$ echo $ROW | awk -vOFS=, -vFPAT="([^,]+)|(\"[^\"]+\")" '$2="X"'
1,X,4,5,6
I used the pattern from GNU Awk Manual 4.7 Defining Fields By Content
Compare with the *
in the same pattern:
$ echo $ROW | awk -vOFS=, -vFPAT="([^,]*)|(\"[^\"]*\")" '$2="X"'
1,X,,4,5,6
So answer is -- (to this limited example) -- use -vFPAT="([^,]+)|(\"[^\"]+\")"
, but then that does not work with empty fields like 1,"2,3",4,,"","should be 6th field"

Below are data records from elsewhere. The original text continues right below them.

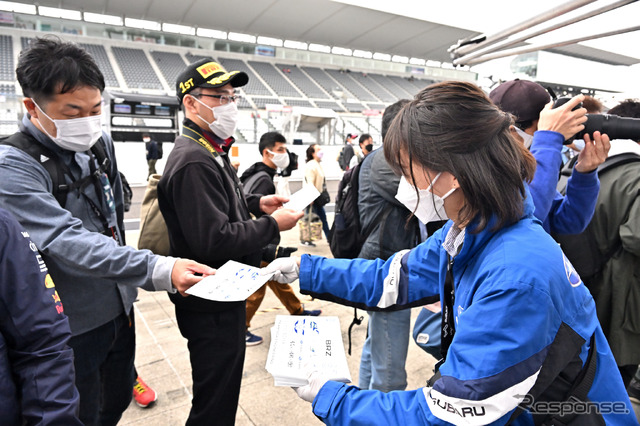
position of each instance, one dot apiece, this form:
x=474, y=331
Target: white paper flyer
x=300, y=345
x=232, y=282
x=302, y=198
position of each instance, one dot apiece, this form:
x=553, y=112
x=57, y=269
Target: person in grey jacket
x=382, y=217
x=81, y=238
x=36, y=364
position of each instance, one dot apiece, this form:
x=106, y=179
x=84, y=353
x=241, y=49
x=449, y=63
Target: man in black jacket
x=384, y=219
x=258, y=180
x=208, y=218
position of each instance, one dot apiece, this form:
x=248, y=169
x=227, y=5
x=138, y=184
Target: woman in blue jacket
x=520, y=335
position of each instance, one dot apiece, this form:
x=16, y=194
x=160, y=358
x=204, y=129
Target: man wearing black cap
x=208, y=218
x=543, y=130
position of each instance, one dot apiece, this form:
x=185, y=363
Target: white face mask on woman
x=74, y=134
x=225, y=119
x=280, y=159
x=427, y=206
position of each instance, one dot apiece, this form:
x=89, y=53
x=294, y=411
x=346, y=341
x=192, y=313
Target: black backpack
x=345, y=239
x=57, y=170
x=582, y=249
x=126, y=192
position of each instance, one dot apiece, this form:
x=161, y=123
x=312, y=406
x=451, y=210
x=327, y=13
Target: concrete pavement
x=162, y=359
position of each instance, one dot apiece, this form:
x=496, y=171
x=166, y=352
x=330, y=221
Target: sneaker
x=252, y=339
x=634, y=390
x=143, y=394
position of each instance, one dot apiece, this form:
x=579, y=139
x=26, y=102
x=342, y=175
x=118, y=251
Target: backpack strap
x=356, y=321
x=251, y=182
x=46, y=158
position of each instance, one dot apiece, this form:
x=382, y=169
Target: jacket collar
x=219, y=144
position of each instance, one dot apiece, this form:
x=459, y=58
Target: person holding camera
x=519, y=329
x=544, y=129
x=258, y=180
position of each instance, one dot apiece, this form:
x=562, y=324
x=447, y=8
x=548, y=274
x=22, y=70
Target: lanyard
x=448, y=328
x=199, y=139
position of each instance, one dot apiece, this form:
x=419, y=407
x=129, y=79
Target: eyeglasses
x=224, y=99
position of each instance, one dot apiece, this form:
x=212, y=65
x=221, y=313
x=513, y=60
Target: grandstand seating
x=275, y=79
x=136, y=69
x=403, y=84
x=269, y=82
x=100, y=56
x=6, y=58
x=354, y=106
x=302, y=81
x=298, y=102
x=392, y=86
x=194, y=58
x=255, y=86
x=374, y=87
x=243, y=103
x=261, y=103
x=170, y=64
x=326, y=82
x=372, y=105
x=329, y=104
x=351, y=85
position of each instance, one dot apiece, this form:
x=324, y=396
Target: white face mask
x=578, y=144
x=427, y=206
x=281, y=160
x=526, y=137
x=74, y=134
x=225, y=119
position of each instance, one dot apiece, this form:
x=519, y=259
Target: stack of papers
x=301, y=345
x=233, y=282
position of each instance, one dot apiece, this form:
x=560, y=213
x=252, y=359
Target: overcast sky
x=491, y=16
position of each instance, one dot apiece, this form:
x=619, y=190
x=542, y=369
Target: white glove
x=309, y=392
x=284, y=269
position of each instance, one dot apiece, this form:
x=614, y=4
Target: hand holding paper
x=301, y=199
x=301, y=346
x=232, y=282
x=309, y=392
x=285, y=270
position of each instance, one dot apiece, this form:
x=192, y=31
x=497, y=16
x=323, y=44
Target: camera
x=613, y=126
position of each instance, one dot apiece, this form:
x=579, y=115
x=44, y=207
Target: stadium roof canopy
x=412, y=28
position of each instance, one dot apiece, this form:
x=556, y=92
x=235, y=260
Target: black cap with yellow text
x=207, y=73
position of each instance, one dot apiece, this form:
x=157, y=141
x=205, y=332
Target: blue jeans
x=385, y=351
x=104, y=370
x=323, y=217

Here is the result with both kinds of empty fields (,,
and ""
):
$ echo $ROW2 | awk -vOFS=, -vFPAT="([^,]+)|(\"[^\"]+\")" '$2="X"'
1,X,4,"","should be 6th field"
^^ - missing the ',,' field
^^^ - now the 5th field -- BUG!
By convention, ROW2
should be treated as having 6 fields with the blank fields ,,
and ""
each counting as 1 field. If you do not count blank fields as fields, you will loose count of which field is which after the blanks. Add to the list of complications of CSV with an awk regex.
Know that CSV is surprisingly complicated and to handle the many possibilities is not trivial with awk or a regex alone.
Another solution for CSV is to use Perl or Python with the more sophisticated and standardized CSV libraries they can use. In the case of Python, it is part of the standard distribution of Python.
Here is a Python solution that would be completely compatible with RFC 4180
$ echo $ROW | python -c '
> import csv, fileinput
> for line in csv.reader(fileinput.input()):
> print ",".join(e if i!=1 else "X" for i, e in enumerate(line))'
1,X,4,5,6
Which allows more complicated CSV to be handled easily.
Here is 4 record by 5 field CSV with CRLF
's in the quoted fields, escaped quotes in the quoted fields, and both kinds of blank fields (,,
and ""
).
1,"2,3",4,5,6
"11,12",13,14,15,16
21,"22,
23",24,25,"26
27"
31,,"33\"not 32\"","",35
With that same script (using repr
to see the complete field values, but you would probably use str
in normal circumstances) all these cases are handled correctly according to RFC 4180:
$ cat /tmp/3.csv | python -c '
import csv, fileinput
for line in csv.reader(fileinput.input()):
print ",".join(repr(e) if i!=1 else "X" for i, e in enumerate(line))'
'1',X,'4','5','6'
'11,12',X,'14','15','16'
'21',X,'24','25','26\n27'
'31',X,'33\\not 32\\""','','35'
This is difficult with awk since \n
defines each record, we do not handle empty fields correctly, and do not treat escaped quotes correctly:
$ cat /tmp/3.csv | awk -vOFS=, -vFPAT='[^,]+|"[^"]*"' '$2="X"'
1,X,4,5,6
"11,12",X,14,15,16
21,X
23",X,25,"26
27",X
31,X,"",35
Now you would need to redefine RS to a regex that finds quotes around CR and read multiples lines with awk... Add support for escaped quotes... Do a more sophisticated regex to split the fields... Complicated... Good luck!